Registry
The Registry is a dispatcher that routes URLs to the appropriate parser.
How It Works
URL → Registry → Parser → SocialsURL
- Extract scheme: Is it
http,https,mailto,tel, or something else? - Route to parser:
- For http/https: Extract hostname, find parser via
handles_hostname() - For other schemes: Find parser that declares that scheme
- For no scheme (e.g., raw email): Try all parsers until one succeeds
- Parse: Delegate to the matched parser's
parse()method
First-Match-Wins Policy
When multiple parsers could handle the same URL, the first registered parser takes priority. This prevents ambiguity and makes behavior predictable.
from socials.registry import Registry
from socials.platforms.github import GitHubParser
from socials.platforms.twitter import TwitterParser
registry = Registry()
registry.register(GitHubParser())
registry.register(TwitterParser())
If you register a parser with overlapping schemes (other than http/https), you'll get a warning:
UserWarning: Parser 'new_email' has overlapping schemes {'mailto'}
with existing parser 'email'. First registered parser ('email') takes priority.
Usage
The Registry is typically used internally by the Extractor, but you can use it directly:
from socials.registry import Registry
from socials.platforms.github import GitHubParser
from socials.platforms.twitter import TwitterParser
registry = Registry([GitHubParser(), TwitterParser()])

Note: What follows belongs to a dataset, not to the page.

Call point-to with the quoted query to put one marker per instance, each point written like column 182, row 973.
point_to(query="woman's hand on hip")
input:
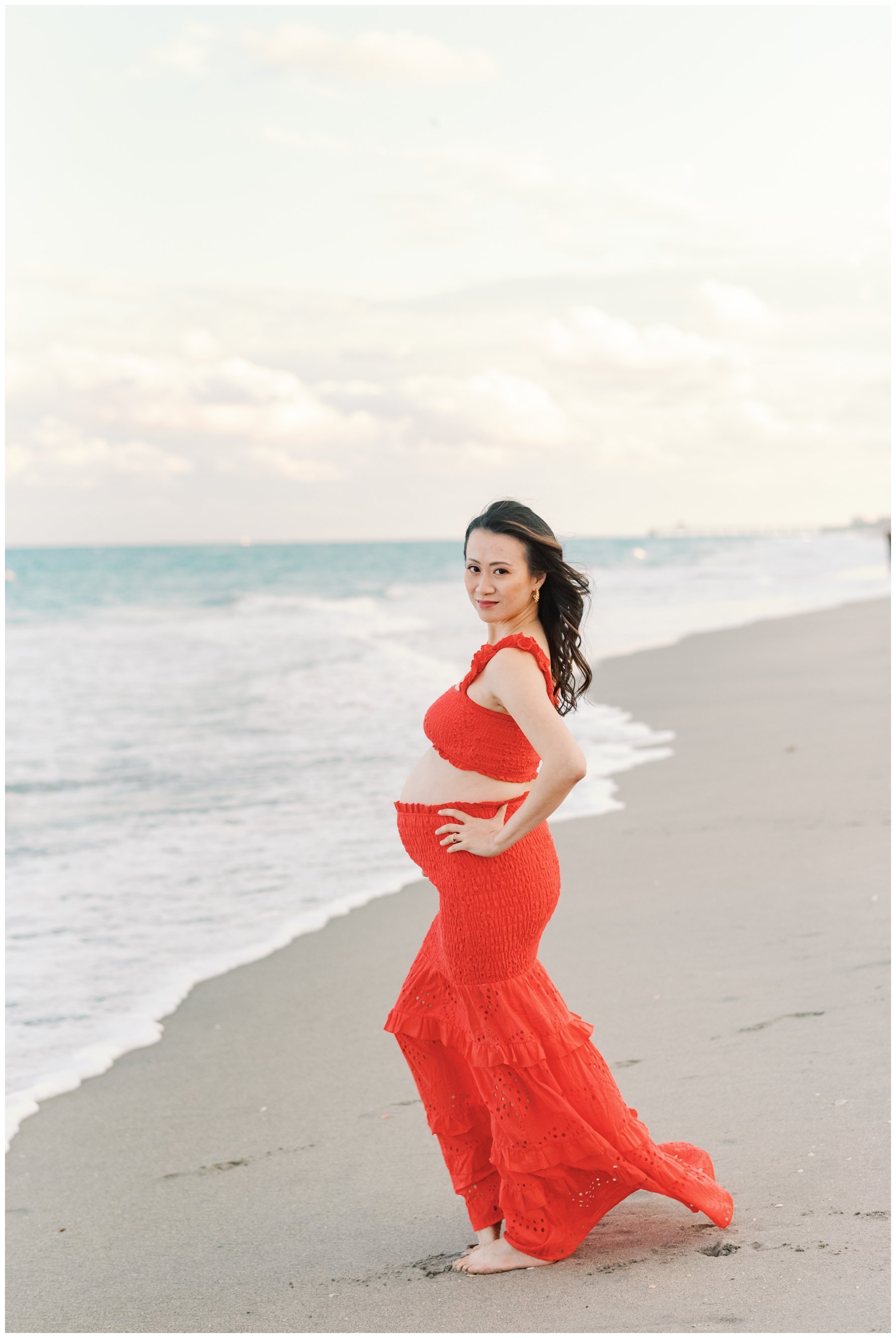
column 475, row 836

result = registry.parse("https://github.com/lorey/socials")
print(result)
# GitHubRepoURL(...)
parser = registry.get_parser_for_url("https://github.com/lorey")
print(parser.platform)
# "github"
parser = registry.get_parser_for_hostname("twitter.com")
print(parser.platform)
# "twitter"
Registry Methods
| Method | Description |
|---|---|
register(parser) |
Add a parser to the registry |
parse(url) |
Parse URL using appropriate parser |
get_parser_for_url(url) |
Find parser that handles a URL |
get_parser_for_hostname(hostname) |
Find parser for a hostname |
get_parser_for_scheme(scheme) |
Find parser for a URL scheme |
parsers |
Property returning list of registered parsers |
When to Use Registry Directly
Most users should use the higher-level Extractor API. Use Registry directly when you need:
- Fine-grained control over parser registration order
- Custom routing logic
- To inspect which parser handles a URL without parsing it